The Moto G brings Motorola an operating profit margin of less than five percent, say analysts interviewed by the Wall Street Journal.
Technology research firm TechInsights conducted a teardown of the Moto G and found that the costs of its components add up to $123. Considering other costs, such as manufacturing and other overhead, analyst Mark Newman from Sanford C. Bernstein estimated for the WSJ that Motorola generates an operating profit margin of under five percent off the device.
The Moto G is selling in the United States for $179 for the 8GB version and $199 for the 16GB version. The device earned widespread acclaim (including in our own review) for its low-cost price tag and high-quality components, including a 4.5-inch HD LCD display and a Snapdragon 400 processor.
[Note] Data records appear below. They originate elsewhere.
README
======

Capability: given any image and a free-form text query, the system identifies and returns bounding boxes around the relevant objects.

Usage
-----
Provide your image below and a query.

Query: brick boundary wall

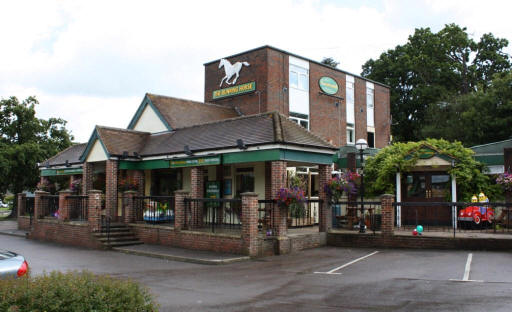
[129,223,247,255]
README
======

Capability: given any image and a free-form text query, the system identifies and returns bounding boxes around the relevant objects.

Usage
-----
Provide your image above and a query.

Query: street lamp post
[356,139,368,233]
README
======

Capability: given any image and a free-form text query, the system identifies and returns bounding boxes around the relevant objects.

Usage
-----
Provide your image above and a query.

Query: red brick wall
[354,77,368,142]
[18,216,30,231]
[29,220,103,248]
[132,225,245,254]
[375,84,391,148]
[105,160,118,221]
[309,63,348,146]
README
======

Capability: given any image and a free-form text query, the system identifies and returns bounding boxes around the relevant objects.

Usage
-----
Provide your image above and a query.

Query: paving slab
[112,244,250,264]
[0,220,27,237]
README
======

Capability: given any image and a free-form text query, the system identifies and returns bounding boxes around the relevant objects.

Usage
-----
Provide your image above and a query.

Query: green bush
[0,271,157,312]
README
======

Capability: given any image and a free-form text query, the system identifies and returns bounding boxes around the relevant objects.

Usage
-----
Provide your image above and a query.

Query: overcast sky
[0,0,512,142]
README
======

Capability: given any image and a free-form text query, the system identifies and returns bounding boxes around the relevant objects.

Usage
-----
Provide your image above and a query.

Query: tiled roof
[140,112,336,156]
[147,93,239,129]
[43,143,87,166]
[96,126,150,156]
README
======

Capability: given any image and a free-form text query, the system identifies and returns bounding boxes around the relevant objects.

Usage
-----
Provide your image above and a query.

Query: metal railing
[134,196,175,226]
[66,195,89,221]
[185,198,242,233]
[287,199,322,228]
[331,201,382,234]
[393,202,512,237]
[41,195,59,218]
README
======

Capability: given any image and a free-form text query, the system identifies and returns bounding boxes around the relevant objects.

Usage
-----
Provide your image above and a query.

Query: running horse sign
[219,59,250,87]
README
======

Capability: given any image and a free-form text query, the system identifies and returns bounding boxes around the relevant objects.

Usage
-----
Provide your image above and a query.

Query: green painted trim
[222,148,333,165]
[222,149,281,165]
[119,159,170,170]
[169,155,222,168]
[80,128,110,162]
[474,155,505,166]
[41,168,84,177]
[127,94,172,131]
[281,150,332,165]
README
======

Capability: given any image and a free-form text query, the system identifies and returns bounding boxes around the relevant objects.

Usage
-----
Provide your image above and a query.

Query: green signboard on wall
[170,155,220,168]
[318,76,339,95]
[212,81,256,100]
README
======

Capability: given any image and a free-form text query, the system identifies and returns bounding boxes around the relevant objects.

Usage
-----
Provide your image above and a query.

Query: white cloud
[0,0,511,141]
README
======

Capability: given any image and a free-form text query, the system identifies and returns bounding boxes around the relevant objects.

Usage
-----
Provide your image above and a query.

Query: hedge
[0,271,157,312]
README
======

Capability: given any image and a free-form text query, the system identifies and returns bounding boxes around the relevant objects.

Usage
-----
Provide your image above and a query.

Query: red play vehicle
[458,206,494,225]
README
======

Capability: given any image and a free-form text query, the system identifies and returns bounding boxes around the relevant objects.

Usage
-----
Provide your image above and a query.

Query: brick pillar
[133,170,146,196]
[270,161,288,237]
[318,165,332,232]
[123,191,138,223]
[105,160,118,221]
[59,190,73,221]
[241,192,258,256]
[18,193,27,217]
[190,167,204,227]
[34,191,50,222]
[174,190,190,231]
[82,162,94,195]
[380,194,395,235]
[87,190,101,232]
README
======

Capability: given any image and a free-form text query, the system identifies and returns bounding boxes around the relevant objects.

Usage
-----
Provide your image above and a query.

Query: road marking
[315,251,378,274]
[462,253,473,281]
[450,253,484,283]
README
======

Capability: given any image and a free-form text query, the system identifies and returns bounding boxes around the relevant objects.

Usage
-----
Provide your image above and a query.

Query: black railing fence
[41,195,59,218]
[134,196,175,226]
[287,199,322,228]
[185,198,242,233]
[66,195,89,221]
[331,201,382,234]
[393,202,512,237]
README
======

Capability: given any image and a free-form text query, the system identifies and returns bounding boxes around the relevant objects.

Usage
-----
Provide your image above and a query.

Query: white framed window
[347,123,356,144]
[366,82,375,127]
[290,112,309,130]
[346,76,355,124]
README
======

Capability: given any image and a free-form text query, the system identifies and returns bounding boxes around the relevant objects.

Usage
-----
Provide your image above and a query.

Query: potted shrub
[277,187,306,225]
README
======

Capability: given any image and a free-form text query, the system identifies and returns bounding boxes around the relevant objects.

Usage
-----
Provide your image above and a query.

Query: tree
[364,139,503,201]
[362,24,511,143]
[320,57,340,68]
[0,97,73,215]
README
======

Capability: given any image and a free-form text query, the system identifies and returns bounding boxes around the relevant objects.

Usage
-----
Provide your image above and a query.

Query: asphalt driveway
[0,236,512,312]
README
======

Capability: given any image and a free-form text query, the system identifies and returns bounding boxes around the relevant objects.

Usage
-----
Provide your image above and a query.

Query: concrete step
[103,240,144,247]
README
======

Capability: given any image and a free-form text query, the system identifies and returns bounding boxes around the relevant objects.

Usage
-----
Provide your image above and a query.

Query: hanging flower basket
[324,171,361,202]
[277,187,306,218]
[496,172,512,192]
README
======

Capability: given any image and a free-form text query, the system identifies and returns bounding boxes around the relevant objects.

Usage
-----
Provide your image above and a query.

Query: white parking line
[315,251,378,274]
[462,253,473,281]
[450,253,484,283]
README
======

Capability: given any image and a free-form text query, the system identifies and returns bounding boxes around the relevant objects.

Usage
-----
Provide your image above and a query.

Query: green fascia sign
[41,168,84,177]
[170,155,221,168]
[318,76,339,95]
[212,81,256,100]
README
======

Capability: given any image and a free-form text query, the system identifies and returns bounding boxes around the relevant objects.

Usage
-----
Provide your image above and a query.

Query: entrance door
[401,172,451,225]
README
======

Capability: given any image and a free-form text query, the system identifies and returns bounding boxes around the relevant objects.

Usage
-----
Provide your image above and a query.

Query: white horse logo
[219,59,250,87]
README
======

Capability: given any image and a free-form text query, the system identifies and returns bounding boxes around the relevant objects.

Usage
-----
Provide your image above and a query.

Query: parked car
[0,249,28,278]
[458,206,494,225]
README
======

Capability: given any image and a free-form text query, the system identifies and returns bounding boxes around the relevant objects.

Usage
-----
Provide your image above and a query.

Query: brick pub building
[19,46,391,256]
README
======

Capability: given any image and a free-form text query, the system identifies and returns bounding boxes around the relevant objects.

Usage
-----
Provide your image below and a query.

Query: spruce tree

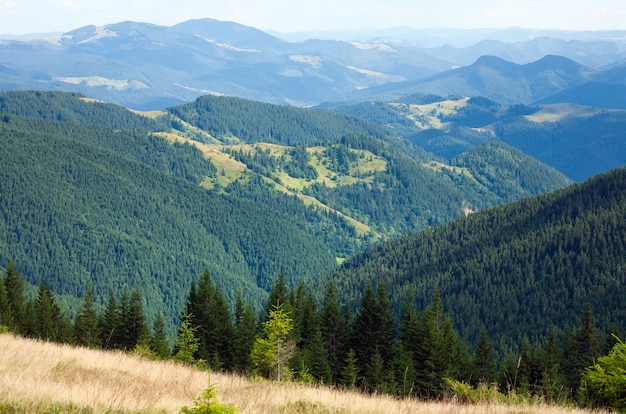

Newman compared Motorola’s margin on the Moto G with other devices, both in its price range and higher-end. Samsung generates a profit margin of roughly 20 percent on the Galaxy S3 Mini, and about 28 percent on the Galaxy S4. According to TechInsights, the components in the Galaxy S4 cost about $214, while Samsung currently sells it for $550-$600 unlocked. Apple, well known throughout the industry for its high margins, collects an estimated 30 to 35 percent profit margin on the iPhone 5s and 5c.
Motorola didn’t comment on the report, other than to say that it makes money on every device it sells.
The TechInsights report confirms what many market watchers have speculated – that the Moto G is a gambit for Motorola, which is more interested in putting pressure on competitors and improving its brand image than in immediate profits.